Los Angeles (and much of California) is a fire zone. Fires spread fast there; I’ve seen that happen, too. I’ve driven on the freeway past a very small fire that was about six feet by six feet, arrived home in two minutes flat, and turned on the TV to see a video of the entire hill in raging flames while I heard multiple helicopters overhead.

This time the Santa Ana winds have been fierce, and they’ve been responsible for spreading many of these fires especially quickly. I wonder whether arson was initially involved in any of them, as it sometimes is, but I haven’t seen a word about this. What I do see discussed is the fact that the heavier-than-usual rains earlier in the year fed the growth of a larger-than-usual amount of vegetation, and now that it’s dried out and the winds are strong there’s plenty of extra fuel to be burned. Here’s a photo of the sort of thing people driving on the freeway have been seeing; I know this area well (on 405 near the Getty):


10 Responses to “The fire this time”

  1. Frog Says:

    The process is entirely natural. What is not natural is the humongous overpopulation of SoCal.
    I am not afflicted with Schadenfreude but neither is my heart flowing over with sympathy for a population that has given us all many Leftist and Latino (La Raza) gifts. Mansions burning down where they should never have been built, what can one say to that?

  2. Oldflyer Says:

    Driving down I-5 Monday evening we saw a caravan of CALFIRE trucks headed south and knew that someone was in trouble.
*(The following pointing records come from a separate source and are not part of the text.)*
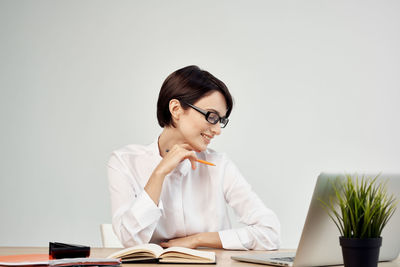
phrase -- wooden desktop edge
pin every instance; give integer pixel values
(223, 256)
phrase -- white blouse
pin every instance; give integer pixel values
(191, 201)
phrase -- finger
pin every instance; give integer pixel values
(164, 244)
(192, 157)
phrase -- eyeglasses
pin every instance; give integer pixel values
(211, 116)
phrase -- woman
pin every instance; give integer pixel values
(161, 194)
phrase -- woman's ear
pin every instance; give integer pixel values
(175, 109)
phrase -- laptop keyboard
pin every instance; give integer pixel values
(288, 259)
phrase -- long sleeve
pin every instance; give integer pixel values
(262, 230)
(134, 214)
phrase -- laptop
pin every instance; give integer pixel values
(319, 241)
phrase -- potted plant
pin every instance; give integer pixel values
(360, 209)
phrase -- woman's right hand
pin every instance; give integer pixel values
(174, 156)
(171, 160)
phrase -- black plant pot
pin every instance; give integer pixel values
(360, 252)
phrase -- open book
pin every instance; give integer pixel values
(155, 253)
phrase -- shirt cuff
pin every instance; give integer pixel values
(230, 240)
(145, 210)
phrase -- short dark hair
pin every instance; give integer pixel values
(188, 85)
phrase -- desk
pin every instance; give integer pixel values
(223, 256)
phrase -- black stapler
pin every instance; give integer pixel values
(60, 250)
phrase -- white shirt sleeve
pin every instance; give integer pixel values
(262, 230)
(134, 213)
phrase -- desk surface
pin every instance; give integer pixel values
(223, 256)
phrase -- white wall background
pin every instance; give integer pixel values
(316, 87)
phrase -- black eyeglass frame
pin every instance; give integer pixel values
(222, 120)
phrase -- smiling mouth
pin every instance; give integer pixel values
(208, 138)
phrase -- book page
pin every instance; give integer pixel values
(187, 253)
(147, 250)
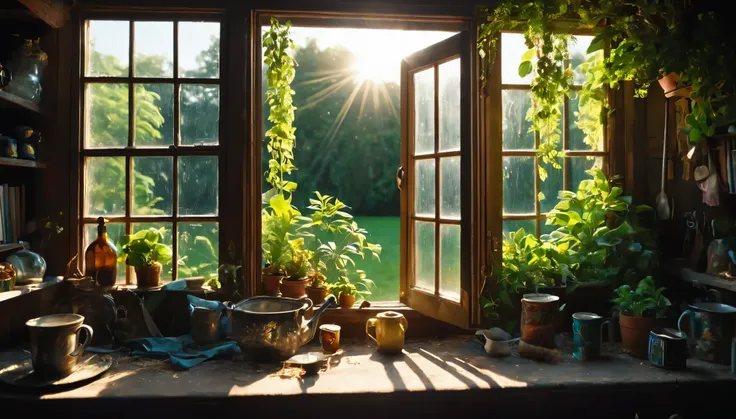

    I am very critical of California in nearly every way, but one thing I admire is the dedicated, unselfish and professional response of fire departments from near and far when a fire threatens. These men, and a few women, are amazing. It has to be particularly daunting when howling winds are pushing the fires forward at frightening speed.

    I read in the local rag this morning, that some expert says the power companies should shut off electric power when the Santa Ana winds start blowing. They believe at least some fires are started by downed electric wires igniting brush. But, some result from human action. It takes little imagination to realize that this is a cheap and efficient method for spreading terror.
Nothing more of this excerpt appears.